This is another case of the second feature outshining the first, but the competition isn't stiff by any means. You may find them relaxing, but chances are just as likely you may find them boring.

"Life Begins at 8:30" is a melange of the vituperative and the maudlin, presumably designed to fit its stars, Monty Wooley and Ida Lupino. A little more of the vituperative would have helped, since too much of the original stage plot of Emlyn "The Corn Is Green" Williams still shows through, despite "The Beard's efforts to give his role a vitriolic dignity. When the play was debuted, New York critics dubbed it "The Corn Is Ripe." That still holds.

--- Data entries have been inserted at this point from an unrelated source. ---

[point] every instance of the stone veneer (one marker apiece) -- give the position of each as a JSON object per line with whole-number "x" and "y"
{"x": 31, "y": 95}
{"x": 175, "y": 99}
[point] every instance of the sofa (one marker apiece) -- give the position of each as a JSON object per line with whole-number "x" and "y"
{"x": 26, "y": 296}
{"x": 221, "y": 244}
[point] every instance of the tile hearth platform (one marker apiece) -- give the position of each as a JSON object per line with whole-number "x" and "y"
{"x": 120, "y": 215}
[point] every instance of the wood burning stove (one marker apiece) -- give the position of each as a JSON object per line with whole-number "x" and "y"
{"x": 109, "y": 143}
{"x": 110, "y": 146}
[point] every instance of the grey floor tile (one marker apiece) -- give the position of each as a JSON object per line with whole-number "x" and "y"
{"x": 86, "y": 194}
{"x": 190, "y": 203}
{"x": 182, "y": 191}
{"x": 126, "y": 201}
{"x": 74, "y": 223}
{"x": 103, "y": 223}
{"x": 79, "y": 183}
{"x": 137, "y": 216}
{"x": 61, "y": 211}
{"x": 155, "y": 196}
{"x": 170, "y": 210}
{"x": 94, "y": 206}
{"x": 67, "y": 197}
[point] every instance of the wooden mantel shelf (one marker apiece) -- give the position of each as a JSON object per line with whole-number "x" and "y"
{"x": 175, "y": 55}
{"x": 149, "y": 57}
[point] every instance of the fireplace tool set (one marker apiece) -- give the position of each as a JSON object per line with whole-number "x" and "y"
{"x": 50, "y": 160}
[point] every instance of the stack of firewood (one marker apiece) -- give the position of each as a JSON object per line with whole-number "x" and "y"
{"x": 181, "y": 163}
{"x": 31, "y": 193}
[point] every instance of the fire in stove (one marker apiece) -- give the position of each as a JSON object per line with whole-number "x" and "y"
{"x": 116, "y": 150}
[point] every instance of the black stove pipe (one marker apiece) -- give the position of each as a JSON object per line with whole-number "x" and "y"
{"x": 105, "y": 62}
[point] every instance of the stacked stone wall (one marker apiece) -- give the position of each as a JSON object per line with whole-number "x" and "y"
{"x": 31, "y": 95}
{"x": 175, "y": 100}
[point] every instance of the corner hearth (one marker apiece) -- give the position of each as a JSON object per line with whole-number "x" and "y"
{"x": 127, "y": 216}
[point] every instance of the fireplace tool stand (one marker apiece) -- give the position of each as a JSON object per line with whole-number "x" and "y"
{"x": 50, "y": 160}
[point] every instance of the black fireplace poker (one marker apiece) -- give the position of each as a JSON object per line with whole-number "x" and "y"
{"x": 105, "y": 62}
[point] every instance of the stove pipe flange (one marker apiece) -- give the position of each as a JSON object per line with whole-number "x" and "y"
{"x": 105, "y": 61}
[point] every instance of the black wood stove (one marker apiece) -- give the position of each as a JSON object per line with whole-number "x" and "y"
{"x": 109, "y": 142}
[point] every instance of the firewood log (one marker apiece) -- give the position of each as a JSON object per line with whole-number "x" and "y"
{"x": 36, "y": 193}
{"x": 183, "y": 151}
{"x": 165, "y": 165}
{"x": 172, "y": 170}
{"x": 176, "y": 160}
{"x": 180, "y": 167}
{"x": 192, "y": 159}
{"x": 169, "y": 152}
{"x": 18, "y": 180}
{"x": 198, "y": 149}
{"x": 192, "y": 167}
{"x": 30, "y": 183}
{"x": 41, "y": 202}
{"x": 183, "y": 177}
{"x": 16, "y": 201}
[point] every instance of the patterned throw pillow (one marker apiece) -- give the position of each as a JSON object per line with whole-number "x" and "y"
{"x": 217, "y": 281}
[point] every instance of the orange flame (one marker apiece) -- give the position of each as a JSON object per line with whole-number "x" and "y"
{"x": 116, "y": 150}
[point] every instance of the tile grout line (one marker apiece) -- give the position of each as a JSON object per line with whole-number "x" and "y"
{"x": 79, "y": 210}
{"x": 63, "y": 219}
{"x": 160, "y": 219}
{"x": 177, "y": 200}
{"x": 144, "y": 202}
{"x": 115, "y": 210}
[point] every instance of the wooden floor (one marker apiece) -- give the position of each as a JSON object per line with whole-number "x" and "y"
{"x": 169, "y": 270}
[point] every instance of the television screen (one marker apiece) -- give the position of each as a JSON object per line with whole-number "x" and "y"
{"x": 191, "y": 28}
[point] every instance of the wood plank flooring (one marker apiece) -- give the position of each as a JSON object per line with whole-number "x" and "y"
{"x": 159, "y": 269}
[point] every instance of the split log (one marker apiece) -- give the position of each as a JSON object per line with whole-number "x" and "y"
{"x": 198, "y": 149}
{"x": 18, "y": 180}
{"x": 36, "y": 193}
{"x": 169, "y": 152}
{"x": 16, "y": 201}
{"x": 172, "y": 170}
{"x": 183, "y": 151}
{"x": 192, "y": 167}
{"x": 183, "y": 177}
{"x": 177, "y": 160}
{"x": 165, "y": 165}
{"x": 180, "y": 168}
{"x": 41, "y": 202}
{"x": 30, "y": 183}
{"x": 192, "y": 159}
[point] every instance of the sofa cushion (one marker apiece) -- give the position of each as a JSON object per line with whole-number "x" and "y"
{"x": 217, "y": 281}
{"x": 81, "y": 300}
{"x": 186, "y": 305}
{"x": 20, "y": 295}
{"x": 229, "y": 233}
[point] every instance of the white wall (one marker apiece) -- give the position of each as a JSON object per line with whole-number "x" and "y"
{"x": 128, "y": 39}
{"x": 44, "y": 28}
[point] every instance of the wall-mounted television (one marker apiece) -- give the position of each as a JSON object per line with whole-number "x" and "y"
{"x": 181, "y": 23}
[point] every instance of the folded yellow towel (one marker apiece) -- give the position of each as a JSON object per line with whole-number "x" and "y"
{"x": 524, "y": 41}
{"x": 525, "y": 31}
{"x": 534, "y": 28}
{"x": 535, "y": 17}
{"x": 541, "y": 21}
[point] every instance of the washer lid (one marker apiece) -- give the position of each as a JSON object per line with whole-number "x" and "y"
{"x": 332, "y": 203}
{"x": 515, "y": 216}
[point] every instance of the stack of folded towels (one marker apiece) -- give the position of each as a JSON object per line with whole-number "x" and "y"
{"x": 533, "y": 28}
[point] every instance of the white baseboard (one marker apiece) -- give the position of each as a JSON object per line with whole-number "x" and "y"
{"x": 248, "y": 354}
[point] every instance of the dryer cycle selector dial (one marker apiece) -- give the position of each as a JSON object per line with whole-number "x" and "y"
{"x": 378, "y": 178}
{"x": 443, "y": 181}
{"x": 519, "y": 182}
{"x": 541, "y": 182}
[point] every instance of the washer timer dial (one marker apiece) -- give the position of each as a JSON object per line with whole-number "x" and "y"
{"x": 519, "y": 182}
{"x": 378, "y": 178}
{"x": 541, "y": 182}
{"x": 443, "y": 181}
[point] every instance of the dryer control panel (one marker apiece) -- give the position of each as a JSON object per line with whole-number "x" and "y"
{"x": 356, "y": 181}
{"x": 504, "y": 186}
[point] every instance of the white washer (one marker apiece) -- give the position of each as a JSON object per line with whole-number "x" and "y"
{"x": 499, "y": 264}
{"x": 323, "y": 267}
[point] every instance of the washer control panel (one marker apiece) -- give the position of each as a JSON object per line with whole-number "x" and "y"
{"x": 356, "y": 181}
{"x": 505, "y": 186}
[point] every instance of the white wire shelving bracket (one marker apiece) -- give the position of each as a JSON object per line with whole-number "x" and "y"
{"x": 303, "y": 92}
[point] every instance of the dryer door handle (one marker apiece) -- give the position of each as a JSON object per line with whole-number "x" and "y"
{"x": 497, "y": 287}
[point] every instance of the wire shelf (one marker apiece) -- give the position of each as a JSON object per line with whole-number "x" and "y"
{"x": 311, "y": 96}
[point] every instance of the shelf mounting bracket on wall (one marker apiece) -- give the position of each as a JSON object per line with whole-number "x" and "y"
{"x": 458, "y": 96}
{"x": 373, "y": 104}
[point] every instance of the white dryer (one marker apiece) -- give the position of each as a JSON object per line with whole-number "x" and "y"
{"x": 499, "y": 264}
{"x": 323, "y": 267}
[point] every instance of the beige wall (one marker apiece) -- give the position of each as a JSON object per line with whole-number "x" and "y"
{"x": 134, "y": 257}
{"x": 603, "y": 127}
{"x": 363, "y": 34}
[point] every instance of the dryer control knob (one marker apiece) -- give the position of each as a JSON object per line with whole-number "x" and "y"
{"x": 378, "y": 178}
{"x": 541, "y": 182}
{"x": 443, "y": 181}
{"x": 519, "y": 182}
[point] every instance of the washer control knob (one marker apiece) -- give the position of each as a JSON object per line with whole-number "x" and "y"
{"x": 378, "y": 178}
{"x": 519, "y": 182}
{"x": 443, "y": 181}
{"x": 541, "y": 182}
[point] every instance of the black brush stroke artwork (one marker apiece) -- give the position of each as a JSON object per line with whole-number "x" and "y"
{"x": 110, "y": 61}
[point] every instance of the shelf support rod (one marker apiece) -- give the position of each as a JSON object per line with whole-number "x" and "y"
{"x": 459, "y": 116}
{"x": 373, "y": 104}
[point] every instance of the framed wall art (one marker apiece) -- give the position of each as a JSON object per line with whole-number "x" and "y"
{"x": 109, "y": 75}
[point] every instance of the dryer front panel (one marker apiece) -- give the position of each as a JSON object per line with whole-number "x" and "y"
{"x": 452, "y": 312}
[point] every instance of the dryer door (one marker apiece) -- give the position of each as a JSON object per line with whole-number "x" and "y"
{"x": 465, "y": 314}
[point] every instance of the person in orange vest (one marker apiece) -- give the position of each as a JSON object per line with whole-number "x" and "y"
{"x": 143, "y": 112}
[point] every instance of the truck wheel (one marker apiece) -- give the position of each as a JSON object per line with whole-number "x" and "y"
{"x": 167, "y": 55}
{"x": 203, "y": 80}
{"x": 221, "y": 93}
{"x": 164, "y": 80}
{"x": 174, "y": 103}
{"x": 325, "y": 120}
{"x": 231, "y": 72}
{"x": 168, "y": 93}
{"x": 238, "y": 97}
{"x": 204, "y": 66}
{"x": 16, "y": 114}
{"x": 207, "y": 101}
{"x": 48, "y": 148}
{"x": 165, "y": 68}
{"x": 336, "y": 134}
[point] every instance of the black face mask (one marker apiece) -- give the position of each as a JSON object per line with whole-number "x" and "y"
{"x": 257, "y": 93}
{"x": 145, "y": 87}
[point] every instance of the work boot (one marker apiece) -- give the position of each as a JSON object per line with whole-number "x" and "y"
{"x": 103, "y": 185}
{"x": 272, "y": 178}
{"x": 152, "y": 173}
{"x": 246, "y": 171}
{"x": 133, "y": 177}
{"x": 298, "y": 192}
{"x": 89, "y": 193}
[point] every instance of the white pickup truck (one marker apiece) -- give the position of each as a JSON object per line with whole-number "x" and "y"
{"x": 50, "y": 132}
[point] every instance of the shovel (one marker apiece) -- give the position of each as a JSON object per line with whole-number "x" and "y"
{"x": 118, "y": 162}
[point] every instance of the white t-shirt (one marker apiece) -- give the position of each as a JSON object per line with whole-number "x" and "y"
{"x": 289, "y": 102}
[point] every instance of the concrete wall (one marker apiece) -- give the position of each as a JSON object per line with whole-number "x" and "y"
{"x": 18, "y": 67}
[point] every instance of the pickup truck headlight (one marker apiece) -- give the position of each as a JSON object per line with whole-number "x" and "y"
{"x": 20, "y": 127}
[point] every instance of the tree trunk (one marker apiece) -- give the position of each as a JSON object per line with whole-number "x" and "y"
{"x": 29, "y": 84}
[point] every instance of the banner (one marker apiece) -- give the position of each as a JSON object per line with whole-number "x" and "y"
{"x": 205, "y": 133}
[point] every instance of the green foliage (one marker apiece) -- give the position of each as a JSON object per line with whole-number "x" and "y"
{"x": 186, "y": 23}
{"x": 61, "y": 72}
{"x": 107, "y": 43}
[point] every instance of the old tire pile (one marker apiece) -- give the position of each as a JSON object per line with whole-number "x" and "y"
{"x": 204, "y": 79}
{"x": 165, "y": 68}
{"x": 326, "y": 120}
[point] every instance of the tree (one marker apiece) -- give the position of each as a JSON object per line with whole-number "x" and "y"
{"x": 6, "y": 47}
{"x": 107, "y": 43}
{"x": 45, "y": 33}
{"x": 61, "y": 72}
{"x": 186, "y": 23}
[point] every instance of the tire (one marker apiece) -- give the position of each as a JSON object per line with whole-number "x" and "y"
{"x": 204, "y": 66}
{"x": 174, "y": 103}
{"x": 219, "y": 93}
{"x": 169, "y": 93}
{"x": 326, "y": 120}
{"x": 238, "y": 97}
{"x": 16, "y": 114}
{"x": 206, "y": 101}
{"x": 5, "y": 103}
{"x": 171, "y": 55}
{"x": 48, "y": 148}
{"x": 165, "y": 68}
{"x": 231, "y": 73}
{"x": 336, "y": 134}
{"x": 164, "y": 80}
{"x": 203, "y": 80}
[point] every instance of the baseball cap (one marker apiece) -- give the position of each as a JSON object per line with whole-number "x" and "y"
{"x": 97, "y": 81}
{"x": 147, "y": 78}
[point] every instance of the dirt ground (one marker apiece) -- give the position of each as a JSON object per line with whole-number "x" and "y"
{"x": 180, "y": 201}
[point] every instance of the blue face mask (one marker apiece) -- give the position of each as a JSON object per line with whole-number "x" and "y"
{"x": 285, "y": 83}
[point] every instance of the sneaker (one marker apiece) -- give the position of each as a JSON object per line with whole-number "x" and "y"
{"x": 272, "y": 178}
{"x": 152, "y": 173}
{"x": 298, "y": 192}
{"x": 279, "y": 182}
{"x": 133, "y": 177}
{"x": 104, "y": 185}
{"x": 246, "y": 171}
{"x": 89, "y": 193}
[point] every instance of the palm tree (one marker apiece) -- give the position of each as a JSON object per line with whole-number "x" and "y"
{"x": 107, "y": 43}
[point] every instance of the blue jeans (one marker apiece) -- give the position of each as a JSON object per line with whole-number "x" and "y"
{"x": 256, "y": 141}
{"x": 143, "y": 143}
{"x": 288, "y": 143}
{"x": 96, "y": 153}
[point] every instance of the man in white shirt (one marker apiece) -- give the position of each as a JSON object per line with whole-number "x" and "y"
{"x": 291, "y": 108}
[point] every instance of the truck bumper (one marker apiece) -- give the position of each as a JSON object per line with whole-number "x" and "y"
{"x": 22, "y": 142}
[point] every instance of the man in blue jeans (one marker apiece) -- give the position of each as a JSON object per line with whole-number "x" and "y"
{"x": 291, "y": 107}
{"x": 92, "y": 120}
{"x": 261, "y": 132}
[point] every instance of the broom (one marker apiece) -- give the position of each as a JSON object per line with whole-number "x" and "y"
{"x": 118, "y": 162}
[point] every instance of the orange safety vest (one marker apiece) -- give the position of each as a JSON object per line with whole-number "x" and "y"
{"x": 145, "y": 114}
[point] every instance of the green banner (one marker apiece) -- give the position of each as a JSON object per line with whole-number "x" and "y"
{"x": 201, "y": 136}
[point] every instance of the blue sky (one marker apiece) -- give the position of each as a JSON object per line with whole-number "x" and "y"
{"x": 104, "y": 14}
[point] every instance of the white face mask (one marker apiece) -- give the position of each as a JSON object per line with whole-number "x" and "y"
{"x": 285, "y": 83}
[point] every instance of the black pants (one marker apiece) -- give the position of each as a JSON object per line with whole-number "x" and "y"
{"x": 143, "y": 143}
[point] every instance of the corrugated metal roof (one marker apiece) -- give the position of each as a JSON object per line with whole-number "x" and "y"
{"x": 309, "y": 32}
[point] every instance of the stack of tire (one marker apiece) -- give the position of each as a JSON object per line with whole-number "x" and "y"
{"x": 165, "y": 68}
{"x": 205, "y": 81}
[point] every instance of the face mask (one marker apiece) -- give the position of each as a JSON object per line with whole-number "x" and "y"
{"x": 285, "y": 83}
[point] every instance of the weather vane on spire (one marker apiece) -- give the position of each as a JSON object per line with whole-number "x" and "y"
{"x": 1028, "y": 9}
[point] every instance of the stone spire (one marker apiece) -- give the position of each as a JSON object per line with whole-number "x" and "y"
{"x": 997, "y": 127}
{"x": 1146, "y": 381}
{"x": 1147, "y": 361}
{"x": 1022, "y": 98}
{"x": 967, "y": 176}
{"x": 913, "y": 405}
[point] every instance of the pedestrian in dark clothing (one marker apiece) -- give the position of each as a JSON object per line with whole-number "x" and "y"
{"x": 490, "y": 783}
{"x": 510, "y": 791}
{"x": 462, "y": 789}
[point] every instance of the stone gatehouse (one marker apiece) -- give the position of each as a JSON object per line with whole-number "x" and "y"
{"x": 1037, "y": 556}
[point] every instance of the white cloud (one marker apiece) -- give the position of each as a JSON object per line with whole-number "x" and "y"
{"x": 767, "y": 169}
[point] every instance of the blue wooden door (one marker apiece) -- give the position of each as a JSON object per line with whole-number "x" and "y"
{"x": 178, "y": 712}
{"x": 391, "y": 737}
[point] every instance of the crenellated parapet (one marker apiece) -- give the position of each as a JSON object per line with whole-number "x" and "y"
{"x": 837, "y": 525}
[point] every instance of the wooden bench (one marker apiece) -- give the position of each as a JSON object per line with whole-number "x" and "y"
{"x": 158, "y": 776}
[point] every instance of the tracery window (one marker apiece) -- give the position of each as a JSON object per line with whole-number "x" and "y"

The original was a sob drama of a dipsomaniac actor whose crippled daughter gets him back in condition for the stage, only to have him turn up crocked the opening night. End: suicide. The scripters have rewritten the part of fit Wooley, and the first fifteen minutes of the show are superb. From then on it's all out on the tear ducts, with Lupino clomping around and being too, too brave about it all, followed about by the worst juvenile lead of the year, mouthing the worst love language of the year.

The better feature is "A Night to Remember," but you'll forget it easily enough. It's a spotty murder mystery with a few funny and a few exciting moments, all of which were given away in the prevue. Loretta Young looks starry-eyed and goitrous, while Brian Aherne does what he can with material that calls on him to be intelligent one moment and a preuatal idiot the next.